Consider the following 5 problems which, at the first glance, have nothing in common.

PROBLEM 1. As is well-known, any linear differential system $dx/dt =Ax,$ where $A : \mathbb{R}^n \to \mathbb{R}^n$ is a linear operator, has a periodic solution iff

\[(*) \, A \mbox{ has a purely imaginary eigenvalue.}\]

Let $Q : \mathbb{R}^n \to \mathbb{R}^n$ be a (polynomial) quadratic map, i.e. $Q(rx) =r^2Q(x)$ for any real $r.$ What can be a possible generalization of condition $(*)$ providing the quadratic differential system $dx/dt = Q(x)$ to have a periodic or bounded solution?

PROBLEM 2. As is well-known, any $\mathbb{C}$-analytic function $f : \mathbb{C}\to \mathbb{C}$ is a conformal map, in particular, the Jacobian determinant of $f$ is non-negative at any point of $\mathbb{C}.$ Let $g : \mathbb{R}^2 \to \mathbb{R}^2$ be a smooth map. Under which conditions is the Jacobian determinant of $g $ non-negative?

PROBLEM 3. The Intermediate Value Theorem states: for any continuous function $f : [a, b] → \mathbb{R}$ with $f (a)f (b) < 0,$ there exists a point $c\in (a, b)$ such that $f (c) = 0.$ Let $g : D → \mathbb{R}^2$ be a continuous map (here $D$ stands for a disc in $R^2$). How should one generalize the above condition $f(a)f (b) < 0$ to ensure the existence of a point $(c, d)$ such that $g(c, d) = 0?$

PROBLEM 4. The "Fundamental Theorem of Algebra" states: any complex polynomial has a (complex) root. Let $A$ be a two-dimensional vector space equipped with a bilinear commutative multiplication. To what extent should be the multiplication in $A$ close to the one in $\mathbb{C}$ to ensure that a "reasonable" polynomial equation in $A$ has a (non-zero) root?

PROBLEM 5. The role of the first and second fundamental forms in studying two-dimensional surfaces imbedded into $\mathbb{R}^3$ is well-known. Given such a surface $S,$ can one equip tangent planes to points in $S$ with easy to study algebraic structures in such a way that important geometric properties of S can be determined by "smooth" deformations of these structures?

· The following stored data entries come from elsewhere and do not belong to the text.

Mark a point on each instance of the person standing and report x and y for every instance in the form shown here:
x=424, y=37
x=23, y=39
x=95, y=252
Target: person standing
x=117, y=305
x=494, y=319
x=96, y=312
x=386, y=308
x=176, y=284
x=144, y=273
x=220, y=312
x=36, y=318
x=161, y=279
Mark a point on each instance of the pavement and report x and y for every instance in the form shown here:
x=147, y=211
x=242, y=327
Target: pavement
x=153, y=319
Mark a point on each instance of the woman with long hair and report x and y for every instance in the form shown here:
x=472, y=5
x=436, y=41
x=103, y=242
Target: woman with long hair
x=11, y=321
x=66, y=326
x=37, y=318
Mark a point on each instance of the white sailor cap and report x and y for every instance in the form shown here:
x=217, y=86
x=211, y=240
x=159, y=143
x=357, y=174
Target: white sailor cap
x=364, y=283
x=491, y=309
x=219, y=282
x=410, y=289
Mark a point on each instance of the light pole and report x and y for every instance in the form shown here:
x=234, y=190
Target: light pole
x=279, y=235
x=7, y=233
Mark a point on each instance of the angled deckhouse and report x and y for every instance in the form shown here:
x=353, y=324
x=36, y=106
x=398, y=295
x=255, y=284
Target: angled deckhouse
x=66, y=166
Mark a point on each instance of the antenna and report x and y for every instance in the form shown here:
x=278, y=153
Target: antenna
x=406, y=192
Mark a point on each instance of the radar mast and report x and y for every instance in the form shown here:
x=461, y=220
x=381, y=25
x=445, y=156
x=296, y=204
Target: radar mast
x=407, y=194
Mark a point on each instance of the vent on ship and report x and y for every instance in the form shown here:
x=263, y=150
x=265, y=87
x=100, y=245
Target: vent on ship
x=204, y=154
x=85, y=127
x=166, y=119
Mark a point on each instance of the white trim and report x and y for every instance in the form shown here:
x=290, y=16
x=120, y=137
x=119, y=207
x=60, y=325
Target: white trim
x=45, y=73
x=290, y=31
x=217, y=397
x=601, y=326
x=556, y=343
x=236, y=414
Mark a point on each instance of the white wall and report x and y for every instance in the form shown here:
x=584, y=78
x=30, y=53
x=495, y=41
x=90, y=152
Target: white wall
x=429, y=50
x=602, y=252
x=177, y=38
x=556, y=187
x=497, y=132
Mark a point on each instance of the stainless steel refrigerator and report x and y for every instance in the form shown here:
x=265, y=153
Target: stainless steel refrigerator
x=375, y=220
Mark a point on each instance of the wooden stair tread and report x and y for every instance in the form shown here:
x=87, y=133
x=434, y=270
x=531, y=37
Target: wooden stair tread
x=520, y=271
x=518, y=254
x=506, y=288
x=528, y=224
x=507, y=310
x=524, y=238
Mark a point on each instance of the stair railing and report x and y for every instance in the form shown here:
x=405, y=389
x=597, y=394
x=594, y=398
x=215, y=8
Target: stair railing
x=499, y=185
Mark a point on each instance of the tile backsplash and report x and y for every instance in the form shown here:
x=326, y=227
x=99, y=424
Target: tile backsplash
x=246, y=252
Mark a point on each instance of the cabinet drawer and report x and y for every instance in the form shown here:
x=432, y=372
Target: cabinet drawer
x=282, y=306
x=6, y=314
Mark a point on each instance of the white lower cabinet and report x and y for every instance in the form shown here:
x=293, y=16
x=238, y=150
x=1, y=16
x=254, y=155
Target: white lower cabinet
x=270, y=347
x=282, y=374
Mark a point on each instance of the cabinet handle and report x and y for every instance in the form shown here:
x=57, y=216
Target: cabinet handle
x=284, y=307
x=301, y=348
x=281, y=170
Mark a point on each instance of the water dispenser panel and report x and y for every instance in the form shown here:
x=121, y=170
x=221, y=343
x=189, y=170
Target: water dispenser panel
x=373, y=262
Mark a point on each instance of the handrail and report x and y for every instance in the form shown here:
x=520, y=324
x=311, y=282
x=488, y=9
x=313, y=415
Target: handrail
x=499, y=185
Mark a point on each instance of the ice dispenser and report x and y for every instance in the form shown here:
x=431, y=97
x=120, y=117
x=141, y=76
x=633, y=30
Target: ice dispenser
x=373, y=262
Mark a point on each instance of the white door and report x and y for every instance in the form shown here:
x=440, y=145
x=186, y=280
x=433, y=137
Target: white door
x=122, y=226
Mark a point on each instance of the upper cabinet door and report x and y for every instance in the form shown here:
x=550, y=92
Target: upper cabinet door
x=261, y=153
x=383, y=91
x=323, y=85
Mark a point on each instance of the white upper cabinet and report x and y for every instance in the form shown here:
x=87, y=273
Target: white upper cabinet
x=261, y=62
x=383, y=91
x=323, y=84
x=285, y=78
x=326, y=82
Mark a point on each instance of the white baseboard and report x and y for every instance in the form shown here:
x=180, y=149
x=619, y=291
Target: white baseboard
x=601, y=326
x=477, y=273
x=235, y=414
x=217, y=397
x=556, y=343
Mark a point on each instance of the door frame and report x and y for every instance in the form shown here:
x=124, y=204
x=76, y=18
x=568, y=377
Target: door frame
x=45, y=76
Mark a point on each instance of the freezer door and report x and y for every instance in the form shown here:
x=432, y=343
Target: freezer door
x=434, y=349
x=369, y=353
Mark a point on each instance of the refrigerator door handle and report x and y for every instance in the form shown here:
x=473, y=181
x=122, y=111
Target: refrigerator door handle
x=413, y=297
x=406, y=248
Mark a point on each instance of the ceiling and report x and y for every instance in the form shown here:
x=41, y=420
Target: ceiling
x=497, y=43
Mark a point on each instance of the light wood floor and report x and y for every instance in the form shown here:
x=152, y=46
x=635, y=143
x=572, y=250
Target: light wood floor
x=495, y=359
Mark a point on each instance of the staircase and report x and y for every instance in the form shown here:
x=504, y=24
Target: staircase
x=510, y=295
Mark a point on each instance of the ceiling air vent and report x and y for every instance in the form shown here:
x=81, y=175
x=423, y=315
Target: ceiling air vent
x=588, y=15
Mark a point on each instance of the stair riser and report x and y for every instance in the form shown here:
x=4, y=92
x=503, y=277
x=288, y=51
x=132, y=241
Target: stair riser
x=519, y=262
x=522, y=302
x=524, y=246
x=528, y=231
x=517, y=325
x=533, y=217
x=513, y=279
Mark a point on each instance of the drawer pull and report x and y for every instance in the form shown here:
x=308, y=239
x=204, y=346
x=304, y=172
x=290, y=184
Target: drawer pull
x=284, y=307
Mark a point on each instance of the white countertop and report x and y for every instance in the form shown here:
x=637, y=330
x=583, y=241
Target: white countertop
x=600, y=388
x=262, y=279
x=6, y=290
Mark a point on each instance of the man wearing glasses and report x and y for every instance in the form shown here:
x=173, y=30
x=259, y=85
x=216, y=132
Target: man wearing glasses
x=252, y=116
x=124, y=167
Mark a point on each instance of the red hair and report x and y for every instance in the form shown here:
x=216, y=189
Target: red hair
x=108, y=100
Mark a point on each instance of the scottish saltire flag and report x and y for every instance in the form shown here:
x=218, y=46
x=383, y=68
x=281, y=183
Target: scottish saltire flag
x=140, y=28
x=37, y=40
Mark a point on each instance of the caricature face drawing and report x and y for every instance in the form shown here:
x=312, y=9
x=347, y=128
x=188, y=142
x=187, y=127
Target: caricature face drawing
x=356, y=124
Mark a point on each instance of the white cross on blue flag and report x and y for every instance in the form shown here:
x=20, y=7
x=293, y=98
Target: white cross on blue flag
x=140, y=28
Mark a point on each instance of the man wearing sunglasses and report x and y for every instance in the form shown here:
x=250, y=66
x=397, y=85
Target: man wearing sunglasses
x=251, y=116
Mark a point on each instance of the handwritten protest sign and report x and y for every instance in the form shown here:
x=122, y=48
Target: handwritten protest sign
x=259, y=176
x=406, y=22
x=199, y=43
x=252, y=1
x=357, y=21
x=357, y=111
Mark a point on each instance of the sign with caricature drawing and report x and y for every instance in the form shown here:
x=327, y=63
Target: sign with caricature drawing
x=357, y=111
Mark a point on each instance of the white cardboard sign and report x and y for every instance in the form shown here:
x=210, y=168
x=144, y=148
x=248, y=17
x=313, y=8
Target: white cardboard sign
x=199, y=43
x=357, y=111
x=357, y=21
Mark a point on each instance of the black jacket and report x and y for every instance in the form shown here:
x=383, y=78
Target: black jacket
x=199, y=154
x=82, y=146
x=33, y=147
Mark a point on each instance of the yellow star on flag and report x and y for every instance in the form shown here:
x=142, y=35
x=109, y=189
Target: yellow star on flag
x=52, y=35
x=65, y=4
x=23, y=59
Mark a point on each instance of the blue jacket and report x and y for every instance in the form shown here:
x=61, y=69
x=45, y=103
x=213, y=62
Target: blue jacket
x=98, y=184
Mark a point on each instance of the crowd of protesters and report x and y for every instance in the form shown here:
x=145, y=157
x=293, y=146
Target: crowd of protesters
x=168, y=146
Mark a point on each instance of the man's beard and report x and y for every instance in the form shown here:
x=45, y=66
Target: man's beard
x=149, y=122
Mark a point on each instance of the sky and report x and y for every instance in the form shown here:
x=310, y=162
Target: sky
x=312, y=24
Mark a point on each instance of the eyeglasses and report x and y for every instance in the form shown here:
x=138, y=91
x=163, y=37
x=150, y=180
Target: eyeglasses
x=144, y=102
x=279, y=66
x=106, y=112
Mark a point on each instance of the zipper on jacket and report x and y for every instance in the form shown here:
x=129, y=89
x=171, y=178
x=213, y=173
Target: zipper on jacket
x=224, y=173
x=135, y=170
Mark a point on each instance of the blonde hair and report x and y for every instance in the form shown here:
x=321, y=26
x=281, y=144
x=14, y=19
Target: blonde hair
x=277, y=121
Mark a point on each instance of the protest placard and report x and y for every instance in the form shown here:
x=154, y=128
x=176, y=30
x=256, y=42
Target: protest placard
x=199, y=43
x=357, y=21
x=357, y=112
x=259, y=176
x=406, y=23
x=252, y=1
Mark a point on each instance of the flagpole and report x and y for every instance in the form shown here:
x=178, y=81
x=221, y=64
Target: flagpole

The main goal of my talk is to link Problems 1 - 5 (coming from ODEs, Topology, Analysis, Algebra and Riemannian Geometry, respectively) by explicitly indicating their common root. The obtained general result will be discussed in the context relevant to the existence of bounded and periodic solutions of quadratic differential systems of natural phenomena: Volterra equations related to population dynamics, Aris models of second order chemical reactions, Euler equations of rotating rigid bodies, and Kasner equations related to general relativity theory in vacuum (this is a joint work with Yakov Krasnov).